Matt Potter 10:30 a.m., Oct. 21
Grate cinema: The Spy Who Loved Me
When it comes to playing 007, everybody does it better than Roger Moore!
People who prefer Roger Moore to Sean Connery should not be allowed to breed. When it comes to RM as JB, everybody does it better. Moore -- the laziest action hero imaginable -- makes me feel glad for the rest. Afraid of heights (and it shows), Moore never takes or throws a believable punch, and in the later entries can barely lift a leg during the fight sequences to ward off predators.
James Bond is a man of the world. Wooden Moore seldom left Pinewood.
For some crazy reason, I had it in my mind that The Spy Who Loved Me was the best of the Moore outings. (There is no such thing!) Strong were my memories of villainous Richard Kiel, the pre-credit parachute stunt, the spectacular destruction of Blofeld-substitute Curt Jurgens' underwater city, and a very sexy Barbara Bach.
With the exception of the money shot, the introductory passage is far below the series standard set over a decade earlier. While Ken Adam's interiors are as dazzling as always, the exterior shots of the underwater city floating above a mismatched horizon line looks more like Toho than Pinewood. Ms. Bach was hot, but I'll never get those dirty pictures of Ringo out of my head. Kiel's character is named for a Spielberg picture. Enough said.
A pair of British and Russian submarines armed with nuclear warheads disappear while on routine maneuvers. Too damp and cold in England for a location shoot and the impossibility of obtaining a permit to film in the U.S.S.R. forces Bond to wing his way to warm, sunny Egypt for the start of this installments’ adventure. So much for cogent storytelling.
The picture marked several firsts for the series. This was the first Bond produced without the participation of Harry Saltzman; it's sort of like eating Broccoli without the Saltz. Spy was the first of the Moore's shot in 'Scope. Having run out of ideas, The Spy Who Loved Me is the first of many variations on Dr. No and You Only Live Twice. It also housess the first, and mercifully last, Bond score composed by Marvin Hamlisch. If you had difficulty accepting Paul McCartney's rock 'n' roll underscoring, Hamlisch's disco double-0 beat will make your head spin faster than a mirrored ball.
You Only Live Twice was also the first film in the series to completely abandon logic and any semblance of realism in favor of special effects, improbable stunts, and goofy gadgets. Director Lewis Gilbert seemed right at home with the producers' "bigger is better" approach and proved it by bringing absolutely no sense of style, scale, or creativity to the series. Gilbert is equally as dull behind the camera as Moore is in front of it. They're Scorsese and DeNiro on ether.

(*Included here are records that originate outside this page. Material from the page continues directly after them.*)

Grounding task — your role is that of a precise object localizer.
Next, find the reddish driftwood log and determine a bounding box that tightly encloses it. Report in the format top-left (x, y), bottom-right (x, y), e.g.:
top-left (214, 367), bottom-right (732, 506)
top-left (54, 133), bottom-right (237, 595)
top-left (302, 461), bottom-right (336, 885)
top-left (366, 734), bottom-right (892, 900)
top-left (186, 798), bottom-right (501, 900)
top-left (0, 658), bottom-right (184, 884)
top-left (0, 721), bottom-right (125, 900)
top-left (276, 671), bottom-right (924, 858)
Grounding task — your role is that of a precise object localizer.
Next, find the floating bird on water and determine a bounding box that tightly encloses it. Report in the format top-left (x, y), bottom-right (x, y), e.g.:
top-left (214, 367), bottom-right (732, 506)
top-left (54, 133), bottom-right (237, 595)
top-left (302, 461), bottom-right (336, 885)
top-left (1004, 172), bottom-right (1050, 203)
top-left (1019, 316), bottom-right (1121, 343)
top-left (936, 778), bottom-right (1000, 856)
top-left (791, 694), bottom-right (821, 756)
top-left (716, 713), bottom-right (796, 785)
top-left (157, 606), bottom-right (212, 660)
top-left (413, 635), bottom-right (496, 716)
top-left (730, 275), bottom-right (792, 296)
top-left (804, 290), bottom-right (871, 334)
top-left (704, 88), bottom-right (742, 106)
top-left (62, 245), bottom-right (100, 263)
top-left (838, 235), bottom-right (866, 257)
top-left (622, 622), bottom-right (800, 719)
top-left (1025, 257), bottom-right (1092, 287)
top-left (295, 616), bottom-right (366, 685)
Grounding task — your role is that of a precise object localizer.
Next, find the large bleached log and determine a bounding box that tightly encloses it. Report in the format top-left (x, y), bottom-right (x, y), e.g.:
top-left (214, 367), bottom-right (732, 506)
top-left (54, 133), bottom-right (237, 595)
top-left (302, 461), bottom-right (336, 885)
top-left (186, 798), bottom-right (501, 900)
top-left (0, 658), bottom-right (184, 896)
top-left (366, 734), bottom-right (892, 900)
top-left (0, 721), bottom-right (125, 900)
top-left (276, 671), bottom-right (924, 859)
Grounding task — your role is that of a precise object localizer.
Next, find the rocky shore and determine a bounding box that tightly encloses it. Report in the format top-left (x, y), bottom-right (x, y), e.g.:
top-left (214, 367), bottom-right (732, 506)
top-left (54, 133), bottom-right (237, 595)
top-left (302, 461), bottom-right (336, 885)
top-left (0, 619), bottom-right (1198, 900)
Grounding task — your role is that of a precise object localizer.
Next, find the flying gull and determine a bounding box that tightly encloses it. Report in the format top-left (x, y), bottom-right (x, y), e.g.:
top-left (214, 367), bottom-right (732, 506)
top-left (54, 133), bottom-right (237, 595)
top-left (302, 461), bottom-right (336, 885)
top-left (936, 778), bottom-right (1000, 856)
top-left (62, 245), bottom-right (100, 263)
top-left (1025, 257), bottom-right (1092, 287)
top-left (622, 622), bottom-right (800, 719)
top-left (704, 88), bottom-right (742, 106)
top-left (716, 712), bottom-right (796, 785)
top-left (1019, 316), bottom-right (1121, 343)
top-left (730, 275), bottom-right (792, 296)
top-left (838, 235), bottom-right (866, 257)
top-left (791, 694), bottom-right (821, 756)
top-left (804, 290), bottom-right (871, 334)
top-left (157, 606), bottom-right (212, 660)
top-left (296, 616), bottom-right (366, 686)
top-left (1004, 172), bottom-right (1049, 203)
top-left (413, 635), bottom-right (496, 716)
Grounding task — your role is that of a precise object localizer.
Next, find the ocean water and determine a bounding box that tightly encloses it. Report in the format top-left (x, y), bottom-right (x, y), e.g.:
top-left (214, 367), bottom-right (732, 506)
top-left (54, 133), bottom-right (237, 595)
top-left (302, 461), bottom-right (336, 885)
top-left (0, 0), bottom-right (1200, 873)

Tempted to hit the ‘stop’ button at the 60 minute mark, I was too lazy to get out of my chair and search for the remote. Thank god that I rode it out. As inept as it is, nothing in the first third of the film prepared me for what I was about to witness.
Bond first encounters Jaws at some type of spiritual love-in set at the foot of the Sphinx. Gilbert obviously couldn't get the geographical screen direction straight. In one of the most brazenly incompetent displays of post production patchwork, the filmmakers superimpose a still photo of Moore, gun in hand, over a boulder and matte it into the action making it appear as though Jaws is being preyed upon by a billboard. If you don't believe me, rent the DVD and hit the pause button at precisely 29:15.
Shocking though it may be, this was not Gilbert's 007 swansong. Rumor has it the reason Jaws came back in Moonraker was because Gilbert's grandkids got a kick out of him. It’s doubtful. Seeing TSWLM again, the ending clearly leaves the door open for Jaws return. What Gilbert did in the follow up was transform a hulking lummox with a sparkling grin into a lovable buffoon. He also altered Richard Kiel's performance.